The text delivered last month to the iPhone 11 of Claude Mangin, the French wife of a political activist jailed in Morocco, made no sound. It produced no image. It offered no warning of any kind as an iMessage from somebody she didn’t know delivered malware directly onto her phone — and past Apple’s security systems. Once inside, the spyware, produced by Israel’s NSO Group and licensed to one of its government clients, went to work, according to a forensic examination of her device by Amnesty International’s Security Lab. It found that between October and June, her phone was hacked multiple times with Pegasus, NSO’s signature surveillance tool, during a time when she was in France. The examination was unable to reveal what was collected. But the potential was vast: Pegasus can collect emails, call records, social media posts, user passwords, contact lists, pictures, videos, sound recordings and browsing histories, according to security researchers and NSO marketing materials.

The spyware can activate cameras or microphones to capture fresh images and recordings. It can listen to calls and voice mails. It can collect location logs of where a user has been and also determine where that user is now, along with data indicating whether the person is stationary or, if moving, in which direction. And all of this can happen without a user even touching her phone or knowing she has received a mysterious message from an unfamiliar person — in Mangin’s case, a Gmail user going by the name “linakeller2203.” These kinds of “zero-click” attacks, as they are called within the surveillance industry, can work on even the newest generations of iPhones, after years of effort in which Apple attempted to close the door against unauthorized surveillance — and built marketing campaigns on assertions that it offers better privacy and security than rivals.

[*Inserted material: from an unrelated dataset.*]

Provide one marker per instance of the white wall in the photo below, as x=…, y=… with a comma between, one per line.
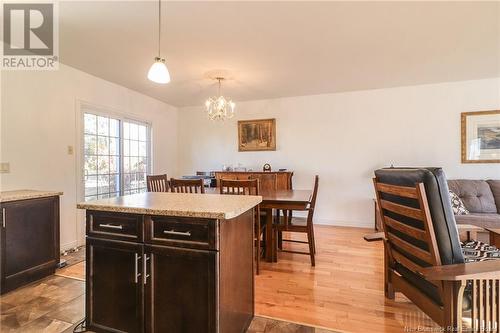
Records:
x=39, y=118
x=343, y=137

[…] Researchers have documented iPhone infections with Pegasus dozens of times in recent years, challenging Apple’s reputation for superior security when compared with its leading rivals, which run Android operating systems by Google. The months-long investigation by The Post and its partners found more evidence to fuel that debate. Amnesty’s Security Lab examined 67 smartphones whose numbers were on the Forbidden Stories list and found forensic evidence of Pegasus infections or attempts at infections in 37. Of those, 34 were iPhones — 23 that showed signs of a successful Pegasus infection and 11 that showed signs of attempted infection.